The clever ploy had borne fruit – the hard outer shell had cracked and the gull was now able to feast upon its meaty contents.
I was at Johnshaven harbour, which lies between Montrose and Stonehaven, and the dropped crab claw provided a fascinating insight into the intelligence of gulls.
Learning from experience
I have witnessed crows doing the same thing with mussels, which begs the question – do gulls and crows individually work out how to do this, or is it learnt through watching the behaviour of their older, more experienced compatriots?
I imagine it is mainly the latter and it is a skill passed down through the generations.
I left the gull to devour the crab in peace and wandered further up the coast towards the fishing village of Gourdon.
The tide was ebbing relentlessly inwards and eider and wigeon ducks bobbed in shallow channels amongst the rocks.

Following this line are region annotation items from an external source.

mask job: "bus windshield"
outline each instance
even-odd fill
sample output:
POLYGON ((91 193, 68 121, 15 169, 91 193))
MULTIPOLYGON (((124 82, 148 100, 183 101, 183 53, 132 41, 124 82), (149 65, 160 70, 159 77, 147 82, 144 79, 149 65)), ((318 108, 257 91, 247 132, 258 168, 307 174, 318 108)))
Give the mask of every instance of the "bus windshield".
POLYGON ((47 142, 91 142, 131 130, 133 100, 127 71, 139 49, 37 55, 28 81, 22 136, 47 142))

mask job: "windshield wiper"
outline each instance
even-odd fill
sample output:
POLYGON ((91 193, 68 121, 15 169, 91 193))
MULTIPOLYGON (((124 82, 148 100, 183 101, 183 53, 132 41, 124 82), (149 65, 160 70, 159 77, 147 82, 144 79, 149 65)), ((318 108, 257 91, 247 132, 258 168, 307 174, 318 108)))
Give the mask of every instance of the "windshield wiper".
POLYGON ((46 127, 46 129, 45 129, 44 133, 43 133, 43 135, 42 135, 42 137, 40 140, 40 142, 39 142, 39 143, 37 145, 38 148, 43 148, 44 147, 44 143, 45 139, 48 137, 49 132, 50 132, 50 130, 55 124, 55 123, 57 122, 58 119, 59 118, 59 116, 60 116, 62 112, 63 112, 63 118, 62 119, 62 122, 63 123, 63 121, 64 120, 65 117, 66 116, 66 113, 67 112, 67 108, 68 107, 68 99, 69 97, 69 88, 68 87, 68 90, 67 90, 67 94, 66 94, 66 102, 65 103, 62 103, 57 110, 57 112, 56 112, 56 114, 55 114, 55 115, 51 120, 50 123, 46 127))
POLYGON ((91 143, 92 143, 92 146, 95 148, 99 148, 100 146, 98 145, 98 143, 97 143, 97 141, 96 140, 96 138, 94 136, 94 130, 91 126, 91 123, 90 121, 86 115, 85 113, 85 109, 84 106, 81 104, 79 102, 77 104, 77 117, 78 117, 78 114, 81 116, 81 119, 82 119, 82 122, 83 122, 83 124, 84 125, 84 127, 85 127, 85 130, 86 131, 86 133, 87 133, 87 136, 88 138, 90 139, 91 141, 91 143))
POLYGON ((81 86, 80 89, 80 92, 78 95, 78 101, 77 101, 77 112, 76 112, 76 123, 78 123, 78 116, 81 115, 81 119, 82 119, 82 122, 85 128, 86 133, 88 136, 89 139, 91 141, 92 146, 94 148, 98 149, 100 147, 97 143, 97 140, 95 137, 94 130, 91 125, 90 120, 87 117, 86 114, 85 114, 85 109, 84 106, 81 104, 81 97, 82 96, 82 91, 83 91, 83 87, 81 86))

A sweep with my binoculars brought into focus a group of resting oystercatchers, several redshanks and a lone curlew.
A pair of plumper birds caught my eye – grey plovers.
They are unassuming and shy waders, which are slightly larger than their golden plover cousins.
When they take to the air, there is a distinctive black mark on the ‘armpit’ under the wing.
A short distance away, a purple sandpiper mingled with a pair of redshanks by the water edge.
Purple sandpipers are scarce winter visitors, although I always encounter them when I visit this stretch of coast between Johnshaven and Gourdon.
Attractive little waders
They are attractive little waders, which breed in Norway, although some of the wintering population on our northern and western coasts come from as far afield as Canada.
I considered creeping closer to get a better view of the purple sandpiper but decided against it.
Redshanks are notoriously flighty birds, and I knew they would take to the air with alarm calls ringing on my approach, which in turn would spook the sandpiper.
On my approach to Gourdon, I stopped for a while to watch a rock pipit as it busily fed close to the outer harbour wall.
The rock pipit is a remarkable creature – a small songbird that specialises in foraging along the shoreline.
This pipit flitted down in-between rocks on the upper shore, searching for tiny invertebrates under scraps of decaying seaweed, before alighting back onto its lookout perch once more atop a rock.
The grey-brown plumage blends in perfectly with rocks and shingle, and the shore provides a rich feeding place, even in the depths of winter.
A large group of herring gulls congregated on a rocky islet that the tide had yet to cover.
In most instances, this flock would barely merit a second glance, but with the resourceful gull at Johnshaven still uppermost in my mind, I gave an inward nod of respect towards these intriguing birds that brim with intelligence and guile.